The blocks of cheese sit for 18 to 20 hours to allow the curd to ferment. The next step is brining, which is also an automated process.
“The majority is computer controlled. But we still do some things by hand,” said Koller.
The blocks of cheese are loaded inside salt brine tanks and brined for 24 hours. The brine cools down the cheese as it absorbs some of the salt and expels more whey. There are no holes on the outside of the blocks of Swiss because during the brining process, there’s a higher concentration of salt on the outside of the block. The salt kills the cultures, so it never makes it to the outside of the block. As the cheese ages, the salt content evens out.
The cheese is then packaged, and since Koller sells wholesale, the Swiss is left in large blocks. A plastic film is applied, which is sealed and then vacuum packed.
The packaging automation is 15 years old, and incorporates an industrial robot arm that was once used in car manufacturing. It’s been repurposed to lift cheese, which is very helpful, according to Koller.
“It used to be hand lifted, each 200 pound block,” he said.
During the aging process, the cheese is kept at 70 degrees. The heat reactivates the cultures and the holes start to form. It ages for about a month as the gas expands.

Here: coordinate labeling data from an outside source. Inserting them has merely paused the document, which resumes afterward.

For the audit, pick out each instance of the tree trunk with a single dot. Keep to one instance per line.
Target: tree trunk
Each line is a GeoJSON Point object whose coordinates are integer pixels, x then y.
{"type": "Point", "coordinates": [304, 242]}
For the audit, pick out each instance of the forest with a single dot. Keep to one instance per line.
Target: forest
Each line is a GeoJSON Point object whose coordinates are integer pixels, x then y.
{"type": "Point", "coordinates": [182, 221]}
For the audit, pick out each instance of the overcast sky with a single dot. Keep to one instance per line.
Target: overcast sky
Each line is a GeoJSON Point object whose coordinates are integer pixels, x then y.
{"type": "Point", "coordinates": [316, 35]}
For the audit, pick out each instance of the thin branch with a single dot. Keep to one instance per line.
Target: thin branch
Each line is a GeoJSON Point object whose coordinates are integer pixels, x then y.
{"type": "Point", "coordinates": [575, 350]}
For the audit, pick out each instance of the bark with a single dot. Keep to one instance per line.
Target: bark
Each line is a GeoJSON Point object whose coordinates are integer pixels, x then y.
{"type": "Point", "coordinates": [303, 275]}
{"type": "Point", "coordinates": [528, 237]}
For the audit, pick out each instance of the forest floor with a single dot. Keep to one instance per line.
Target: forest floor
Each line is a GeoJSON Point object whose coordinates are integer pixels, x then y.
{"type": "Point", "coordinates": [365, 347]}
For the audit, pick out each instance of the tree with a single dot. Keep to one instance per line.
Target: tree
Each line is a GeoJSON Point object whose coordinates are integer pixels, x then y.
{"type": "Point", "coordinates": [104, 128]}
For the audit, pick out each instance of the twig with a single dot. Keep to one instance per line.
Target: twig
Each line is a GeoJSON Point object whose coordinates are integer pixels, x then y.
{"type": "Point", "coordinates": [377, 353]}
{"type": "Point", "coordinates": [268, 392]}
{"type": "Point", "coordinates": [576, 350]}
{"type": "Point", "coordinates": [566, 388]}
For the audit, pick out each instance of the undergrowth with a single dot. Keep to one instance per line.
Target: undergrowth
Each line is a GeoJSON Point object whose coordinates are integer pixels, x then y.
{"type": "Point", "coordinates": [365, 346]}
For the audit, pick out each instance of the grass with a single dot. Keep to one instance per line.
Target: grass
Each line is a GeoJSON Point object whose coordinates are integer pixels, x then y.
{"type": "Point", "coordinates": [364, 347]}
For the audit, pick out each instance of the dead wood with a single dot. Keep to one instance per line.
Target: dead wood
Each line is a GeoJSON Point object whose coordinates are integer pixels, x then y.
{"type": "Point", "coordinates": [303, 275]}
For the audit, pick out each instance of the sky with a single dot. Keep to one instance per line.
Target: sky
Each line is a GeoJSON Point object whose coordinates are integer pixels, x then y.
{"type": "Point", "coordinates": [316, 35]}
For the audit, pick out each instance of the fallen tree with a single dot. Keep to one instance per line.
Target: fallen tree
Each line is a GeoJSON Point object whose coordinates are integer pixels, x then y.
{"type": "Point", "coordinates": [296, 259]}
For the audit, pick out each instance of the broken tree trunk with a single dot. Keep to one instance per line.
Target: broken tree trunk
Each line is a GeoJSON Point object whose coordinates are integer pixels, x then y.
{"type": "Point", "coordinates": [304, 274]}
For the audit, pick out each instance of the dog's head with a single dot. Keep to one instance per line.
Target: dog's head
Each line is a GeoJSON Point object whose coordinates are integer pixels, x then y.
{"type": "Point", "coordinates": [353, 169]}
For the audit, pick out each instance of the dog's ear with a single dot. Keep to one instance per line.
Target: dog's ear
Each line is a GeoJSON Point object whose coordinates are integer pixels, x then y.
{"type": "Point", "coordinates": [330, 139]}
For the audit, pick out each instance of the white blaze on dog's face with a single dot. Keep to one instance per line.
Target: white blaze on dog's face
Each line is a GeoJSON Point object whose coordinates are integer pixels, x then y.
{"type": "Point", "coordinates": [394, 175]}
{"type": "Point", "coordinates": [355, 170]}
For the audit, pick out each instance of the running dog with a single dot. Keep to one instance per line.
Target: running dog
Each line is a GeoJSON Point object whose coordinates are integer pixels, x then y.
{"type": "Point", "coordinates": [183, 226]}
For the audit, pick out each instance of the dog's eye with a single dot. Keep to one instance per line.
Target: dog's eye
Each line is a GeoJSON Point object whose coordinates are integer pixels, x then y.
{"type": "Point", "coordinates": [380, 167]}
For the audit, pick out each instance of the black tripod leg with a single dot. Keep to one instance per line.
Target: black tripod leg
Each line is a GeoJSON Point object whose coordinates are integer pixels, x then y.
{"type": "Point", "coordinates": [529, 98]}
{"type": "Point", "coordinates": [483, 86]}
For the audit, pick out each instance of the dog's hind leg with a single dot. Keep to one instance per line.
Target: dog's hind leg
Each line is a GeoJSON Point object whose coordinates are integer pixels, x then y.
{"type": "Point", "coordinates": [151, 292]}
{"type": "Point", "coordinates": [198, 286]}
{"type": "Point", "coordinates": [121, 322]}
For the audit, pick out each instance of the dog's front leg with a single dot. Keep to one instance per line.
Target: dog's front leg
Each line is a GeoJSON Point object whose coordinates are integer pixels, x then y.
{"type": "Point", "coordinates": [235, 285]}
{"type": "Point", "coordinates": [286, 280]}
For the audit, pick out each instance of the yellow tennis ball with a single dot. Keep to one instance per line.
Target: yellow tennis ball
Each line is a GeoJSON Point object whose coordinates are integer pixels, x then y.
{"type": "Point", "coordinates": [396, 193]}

Because of the volume of cheese needed to feed hungry customers around the country, Swiss cheese’s style has changed since the 1970’s.
“One thing that’s changed since I started in the business, you used to look for quarter sized holes. Now, you want nickel or dime sized holes, because it’s easier to run through the high-speed slicers,” said Koller.
Cheese slices are made by running the cheese through a slicer that can produce three thousand slices per minute. Koller said that there are about seven high speed cheese slicers in the country running all the time to supply just one major fast food chain.
If you’ve ever had a sandwich with Swiss cheese at a popular burger chain, that cheese may have come from Koller’s plant. When a national chain restaurant decides to introduce one of those specialty sandwiches, it begins ordering the cheese supply well in advance.
The size of the holes in Swiss cheese are important because Swiss is different from other cheese in another important way. “Swiss is graded on looks, not taste,” Koller said. “It’s the only cheese like that.”
Swiss cheese is graded on the number and size of its holes, or “eyes.” The flavor of the cheese does not factor in, although, Koller added, taste is still important for business.
“Eventually, bad flavor will cause buyers to look elsewhere,” he said.
After aging, the cheese is moved to a cooling room. This stops the culture from forming more gas bubbles and continuing to expand.
“If it warms up, it can form gas, and then you’re in trouble,” said Koller. Once cheese is sealed and in storage, expansion can cause the packaging to break and the stacks of cheese to topple over.
At any given time, Koller has as much as 750,000 pounds of cheese in storage. Koller makes cheese year-round. The volume of milk available dictates how much cheese he makes.
According to its website, Fairview is committed to bettering the environment through sustainable practices and utilizing as much of their byproducts as possible. Farm Bureau members, like Koller, are leading the way in innovating responsible practices.